Practical and Theoretical Implications
The paper's findings have several direct implications:
- Tokenization is an architectural hyperparameter: It directly constrains which graph properties are efficiently accessible at finite depth and width, similar to the impact of activation function or attention scheme selection.
- No universal best tokenization: There is a strict trade-off between local and global expressivity, brittleness to dimensional reduction, and optimization tractability. Thus, optimal performance in applied scenarios requires careful tokenization-task alignment or hybrid tokenization schemes.
- Optimization ill-conditioning is fundamental for some representations: Some tokenizations (notably, spectral) while sufficient for expressivity, are harder to train in practice for certain queries due to weight norm scaling and gradient pathologies.
- Depth is not always a panacea: Some conversion or decoding tasks induce exponential parameter growth with depth; width or numerical precision constraints can also become critical bottlenecks.
Future Directions
The work raises several avenues for further research:
- Edge-level and hybrid tokenizations: Extending the theory to richer representations—including edge or subgraph features commonly used in molecular applications—may yield additional separation results or suggest novel architectures.
- Optimization-aware tokenization design: There is value in systematically studying the trainability and numerical stability of tokenizations, beyond their information-theoretic sufficiency.
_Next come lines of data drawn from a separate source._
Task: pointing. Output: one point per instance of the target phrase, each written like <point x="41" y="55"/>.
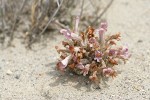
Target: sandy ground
<point x="31" y="75"/>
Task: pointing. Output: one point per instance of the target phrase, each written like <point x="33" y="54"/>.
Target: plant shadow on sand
<point x="71" y="79"/>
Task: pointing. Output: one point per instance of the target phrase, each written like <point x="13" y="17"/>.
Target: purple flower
<point x="112" y="52"/>
<point x="102" y="29"/>
<point x="66" y="33"/>
<point x="98" y="56"/>
<point x="63" y="64"/>
<point x="76" y="24"/>
<point x="69" y="35"/>
<point x="85" y="69"/>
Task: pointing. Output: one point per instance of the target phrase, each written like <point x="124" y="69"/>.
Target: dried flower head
<point x="91" y="53"/>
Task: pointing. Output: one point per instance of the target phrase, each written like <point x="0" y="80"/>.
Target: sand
<point x="31" y="75"/>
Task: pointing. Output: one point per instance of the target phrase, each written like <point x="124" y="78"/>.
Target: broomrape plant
<point x="91" y="53"/>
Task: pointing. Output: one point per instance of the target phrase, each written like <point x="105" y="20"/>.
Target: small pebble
<point x="9" y="72"/>
<point x="17" y="76"/>
<point x="139" y="41"/>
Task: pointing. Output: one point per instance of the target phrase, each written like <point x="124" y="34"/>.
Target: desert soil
<point x="31" y="75"/>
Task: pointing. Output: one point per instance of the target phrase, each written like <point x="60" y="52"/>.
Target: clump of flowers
<point x="91" y="53"/>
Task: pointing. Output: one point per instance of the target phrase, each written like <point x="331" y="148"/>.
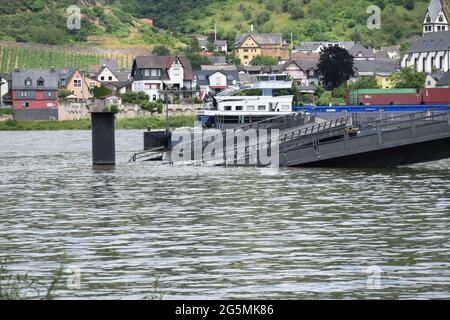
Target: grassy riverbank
<point x="136" y="123"/>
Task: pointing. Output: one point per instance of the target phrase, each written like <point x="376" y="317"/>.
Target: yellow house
<point x="383" y="81"/>
<point x="249" y="46"/>
<point x="248" y="50"/>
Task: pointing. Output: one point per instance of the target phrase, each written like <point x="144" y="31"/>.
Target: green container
<point x="354" y="94"/>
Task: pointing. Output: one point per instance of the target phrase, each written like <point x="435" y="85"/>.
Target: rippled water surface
<point x="210" y="232"/>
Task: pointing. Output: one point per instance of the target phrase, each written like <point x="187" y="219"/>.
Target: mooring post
<point x="103" y="138"/>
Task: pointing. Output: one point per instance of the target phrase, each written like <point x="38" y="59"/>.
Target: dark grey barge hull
<point x="391" y="157"/>
<point x="404" y="140"/>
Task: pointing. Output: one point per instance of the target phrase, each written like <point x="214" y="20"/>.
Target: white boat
<point x="229" y="109"/>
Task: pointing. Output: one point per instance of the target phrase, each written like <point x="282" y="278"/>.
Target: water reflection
<point x="220" y="232"/>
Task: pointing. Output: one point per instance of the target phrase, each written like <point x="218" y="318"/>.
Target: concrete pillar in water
<point x="103" y="138"/>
- Nonlinear transformative architectures: Whether nonlinear or higher-precision architectures can circumvent some of the depth lower bounds remains open. Exploring width/depth trade-offs in such settings could provide further practical guidance.
Conclusion
The paper rigorously demonstrates that graph tokenization for transformers is a foundational modeling component with deep implications for both provable expressivity and actual trainability. There is a strict local-global dichotomy, lossy and brittle representations cannot generally be recovered or compensated by architectural depth, and hybrid tokenization strategies are empirically validated as beneficial. Going forward, both theoretical developments and practical applications must treat tokenization as a primary axis of model design for graph transformers.